Researchers figure out how anesthesia works
To fully understand how anesthesia works on human consciousness, we’d have to first understand exactly how consciousness works. So that’s a problem. The most frequently used anesthesia is propofol, which knocks out patents quickly and smoothly and prevents them from feeling pain during surgery. But exactly how propofol and other anesthetics do what they do has been unknown. “It is indeed a 180-year-old question, one of the unresolved mysteries in medicine, Bruno van Swinderen tells ScienceAlert van Swinderen is the senior author of a new study that suggests a possible solution: Propofol disrupts communication between neurons. It shuts off thinking while you sleep.

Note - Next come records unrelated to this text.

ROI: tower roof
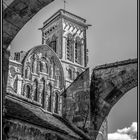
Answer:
[43,9,88,27]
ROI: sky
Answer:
[11,0,137,140]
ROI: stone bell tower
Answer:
[41,9,88,87]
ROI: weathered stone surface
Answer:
[63,69,90,133]
[90,59,137,137]
[3,0,54,47]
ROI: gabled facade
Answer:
[4,9,107,140]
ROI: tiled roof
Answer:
[5,96,89,139]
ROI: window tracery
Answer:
[13,77,18,93]
[26,85,31,99]
[34,79,38,101]
[49,35,57,52]
[25,66,31,79]
[75,37,82,64]
[47,84,52,112]
[32,54,37,73]
[67,33,74,61]
[54,92,59,113]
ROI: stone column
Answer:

The new research examined nerve cells from rats and fruit flies. “We found that propofol restricts the movement of a key protein (syntaxin1A) required at the synapses of all neurons. This restriction leads to decreased communication between neurons in the brain,” says lead author Adekunle Bademosi in a press release. (Humans also have syntaxin1A.) The synaptic process itself was only recently documented by Thomas C. Südhof, who was awarded the Nobel prize in 2013 for his research along with James E. Rothman and Randy W. Schekman.
Bademosi says, “We think that widespread disruption to synaptic connectivity — the brain’s communication pathways — is what makes surgery possible, although effective anesthetics such as propofol do put you to sleep first.” van Swinderen, however, says that propofol inhibits “communication between neurons across the entire brain in a systematic way that differs from just being asleep. In this way it is very different than a sleeping pill.”
This new insight may help explain one of the worrying issues regarding propofol and other general anesthetics: Patients frequently experience postoperative delirium after being revived. The new research implies that this may occur because the brain’s connections need some time to come back on line. During these periods, which can last minutes, hours, days, and sometimes longer, patients may have trouble speaking clearly, responding to questions, recalling the reason for their hospitalization, or seeing hallucinations.
According to van Swinderen, “It has never been understood why general anesthesia is sometimes problematic for the very young and the old. This newly discovered mechanism may be a reason.” About half of patients over 60 experience postoperative delirium to one degree or another. “The discovery has implications for people whose brain connectivity is vulnerable, for example in children whose brains are still developing or for people [whose brain function is already compromised by] Alzheimer’s or Parkinson’s disease,” he notes.
Still, it’s true that patients frequently report dreaming while under propofol.
Does this mean that thinking, at least in the form of dreams, is not completely switched off by propofol’s syntaxin1 suppression? Or maybe dreaming is the result of some other mechanism else altogether. There’s so much still to figure out.